Though on stake is a mere material and worldly thing, i.e., Rajya or possession of a kingdom (though it is not so trivial as a corrupt reign tyrannizes its subjects) but still that becomes a sufficient cause, for Lord Shri Krishna to exhort Arjuna to fight and kill his own kith and kin, his own blood.

Why did he exhort Arjuna to kill his own relatives for a mere worldly possession?

Why did he resort to violence and even deceit in order to fight Kauravas?

Wasn’t it immoral, illegal and not befitting the stature of Shri Krishna or good conscientious people like Arjuna to commit all this violence?

This is the reason given by today’s opportunist politicians and half-baked intellectuals regarding Ram Janmabhoomi and Krishna Janmabhoomi, that they are mere stone structures, that what if they are desecrated, broken and replaced by Mosques, God is everywhere, and Ishwar Allah tero naam, hence, what is the difference if Allah is worshipped there instead of Shri Krishna and Shri Ram. Let it be?

In the words of Sita Ram Goel, “ Hindu psyche has suffered greatly.”

Coming to the point again, then what is the purpose of Gita, what was the purpose of Shri Krishna in resorting to violence, and exhorting Arjuna to fight and to kill.

Why did he lead such disastrous was just for the sake of a kingdom.

Because on the stake, was a much greater thing than a material thing such as kingdom. No material thing could be the justification of such a great war.

On the stake was dharma. Kauravas had gained the kingdom by adharma, and if Shri Krishna had allowed them their adharmic deeds, then it would have created precedence for the posterity of the victory of adharma over dharma.

So dharma and satya were at stake in Kurukshetra, the prevention of adharma gaining victory over dharma was the purpose of Mahabharata and is fighting for dharma against dharma by any possible means and in any conditions is the message of Gita.

However, we have forgotten this message of Gita in Kali Yuga and have distorted it. We have taken ahimsa as our dharma unconditionally, even when it leads to adharmic forces defeating dharmic forces and destroying the very peace and ahimsa, which was vowed to be protected by ahimsa.
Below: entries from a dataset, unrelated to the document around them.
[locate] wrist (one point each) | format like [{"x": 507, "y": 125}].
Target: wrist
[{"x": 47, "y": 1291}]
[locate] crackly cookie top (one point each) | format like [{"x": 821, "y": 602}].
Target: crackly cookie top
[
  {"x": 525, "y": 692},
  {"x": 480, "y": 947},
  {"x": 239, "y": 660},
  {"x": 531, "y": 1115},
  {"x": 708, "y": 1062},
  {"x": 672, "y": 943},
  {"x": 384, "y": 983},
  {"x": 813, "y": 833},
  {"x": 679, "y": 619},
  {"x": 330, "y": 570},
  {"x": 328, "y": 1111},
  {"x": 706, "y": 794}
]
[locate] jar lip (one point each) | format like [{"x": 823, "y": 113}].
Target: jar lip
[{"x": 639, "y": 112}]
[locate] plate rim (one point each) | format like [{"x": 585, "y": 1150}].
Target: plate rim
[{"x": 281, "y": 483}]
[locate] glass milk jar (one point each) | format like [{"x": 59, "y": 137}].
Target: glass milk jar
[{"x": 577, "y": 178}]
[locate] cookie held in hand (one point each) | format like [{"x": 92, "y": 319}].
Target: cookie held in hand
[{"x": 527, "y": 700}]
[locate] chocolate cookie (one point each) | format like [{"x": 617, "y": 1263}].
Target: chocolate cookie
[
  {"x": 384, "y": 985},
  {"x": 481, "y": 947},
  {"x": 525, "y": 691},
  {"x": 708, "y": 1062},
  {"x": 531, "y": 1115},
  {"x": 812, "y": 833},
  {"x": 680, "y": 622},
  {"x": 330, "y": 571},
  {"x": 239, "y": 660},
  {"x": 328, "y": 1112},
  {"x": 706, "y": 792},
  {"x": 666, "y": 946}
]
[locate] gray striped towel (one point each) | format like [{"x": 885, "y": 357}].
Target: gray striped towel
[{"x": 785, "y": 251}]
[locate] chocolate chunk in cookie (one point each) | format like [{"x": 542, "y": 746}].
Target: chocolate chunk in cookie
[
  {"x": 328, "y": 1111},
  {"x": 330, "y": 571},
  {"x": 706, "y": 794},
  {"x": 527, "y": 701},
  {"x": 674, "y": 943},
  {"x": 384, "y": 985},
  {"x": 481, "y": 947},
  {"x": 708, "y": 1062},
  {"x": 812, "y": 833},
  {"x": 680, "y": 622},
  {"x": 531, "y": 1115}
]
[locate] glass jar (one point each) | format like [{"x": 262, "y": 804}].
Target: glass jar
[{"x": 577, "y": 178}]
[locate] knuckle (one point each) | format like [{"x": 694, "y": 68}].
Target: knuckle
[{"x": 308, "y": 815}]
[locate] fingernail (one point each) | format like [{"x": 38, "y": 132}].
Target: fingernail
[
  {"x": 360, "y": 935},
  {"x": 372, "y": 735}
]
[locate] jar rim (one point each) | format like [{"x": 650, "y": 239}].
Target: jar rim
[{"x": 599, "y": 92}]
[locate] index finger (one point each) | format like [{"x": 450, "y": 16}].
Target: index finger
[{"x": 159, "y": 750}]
Actually this ahimsa was never our primary dharma. Our dharma was satya (truth), and our duty was to fight and protect dharma and satya from every enemy. And violence was not prohibited in this fight for satya and dharma.

Actually violence committed for ensuring peace and non-violence, but non-violence.
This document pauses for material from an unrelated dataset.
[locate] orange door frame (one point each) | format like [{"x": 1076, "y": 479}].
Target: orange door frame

And a non-violence which leaves its borders unguarded, which lets adharmic forces overcome dharmic forces and lets them destroy the peace and non-violence, is not non-violence but violence.

That’s why Shri Krishna asks Arjuna in each and every chapter of Gita to pick up the weapon and fight adharma. This is the message of Gita.
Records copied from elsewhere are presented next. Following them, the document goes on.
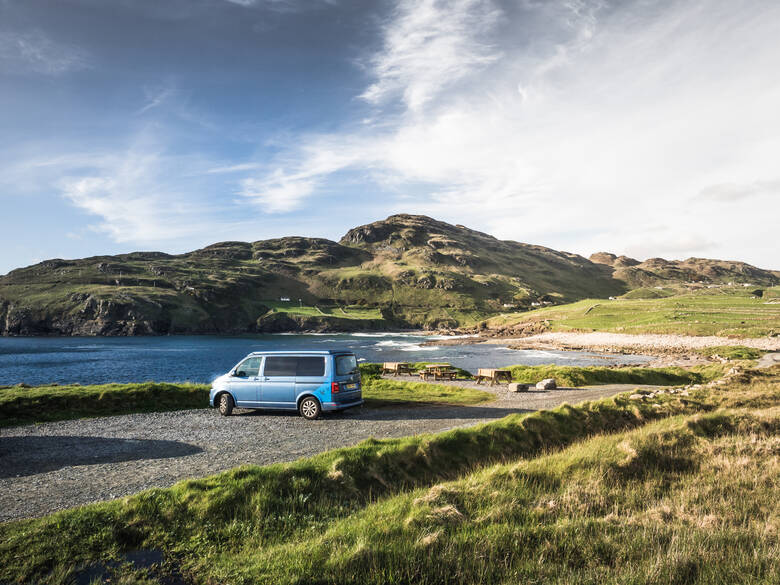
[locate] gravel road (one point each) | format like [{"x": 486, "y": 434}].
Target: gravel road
[{"x": 53, "y": 466}]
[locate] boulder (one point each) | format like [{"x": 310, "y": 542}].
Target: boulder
[{"x": 517, "y": 387}]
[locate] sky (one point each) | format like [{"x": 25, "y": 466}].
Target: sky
[{"x": 647, "y": 127}]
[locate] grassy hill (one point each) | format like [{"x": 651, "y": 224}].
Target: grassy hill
[
  {"x": 403, "y": 272},
  {"x": 667, "y": 488},
  {"x": 728, "y": 311}
]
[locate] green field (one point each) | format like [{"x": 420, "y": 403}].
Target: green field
[
  {"x": 664, "y": 490},
  {"x": 22, "y": 405},
  {"x": 342, "y": 312},
  {"x": 725, "y": 312},
  {"x": 594, "y": 375}
]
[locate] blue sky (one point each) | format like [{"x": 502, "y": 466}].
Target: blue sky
[{"x": 649, "y": 128}]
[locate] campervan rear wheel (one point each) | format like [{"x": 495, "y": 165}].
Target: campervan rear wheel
[
  {"x": 226, "y": 404},
  {"x": 309, "y": 408}
]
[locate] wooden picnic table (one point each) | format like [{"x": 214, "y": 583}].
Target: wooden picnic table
[
  {"x": 493, "y": 375},
  {"x": 439, "y": 372},
  {"x": 396, "y": 368}
]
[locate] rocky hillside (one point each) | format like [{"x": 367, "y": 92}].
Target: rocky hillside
[
  {"x": 660, "y": 272},
  {"x": 404, "y": 272}
]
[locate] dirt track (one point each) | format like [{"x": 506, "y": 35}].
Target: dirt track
[{"x": 52, "y": 466}]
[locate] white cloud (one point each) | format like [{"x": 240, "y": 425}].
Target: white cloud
[
  {"x": 579, "y": 125},
  {"x": 237, "y": 168},
  {"x": 132, "y": 198},
  {"x": 35, "y": 52},
  {"x": 429, "y": 46},
  {"x": 278, "y": 193},
  {"x": 730, "y": 192},
  {"x": 281, "y": 5},
  {"x": 156, "y": 97}
]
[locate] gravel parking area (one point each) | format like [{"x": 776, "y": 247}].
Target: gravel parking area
[{"x": 53, "y": 466}]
But in Kali Yuga having lost the message of Shri Krishna in Gita have also lost the distinction between dharma and adharma, and also our deity to fight for dharma and adharma. That’s why we all raise mindless slogans of non-violence when adharmic forces attack and destroy our culture, our temples, our civilization. This is no, non-violence, but sheer cowardice.

At last in the words of Shri Krishna, “Arise Arjuna, pick up your weapon and fight to defeat adharma”.
So, if we want to save our civilization, then we will again have to hear the teachings of Shri Krishna.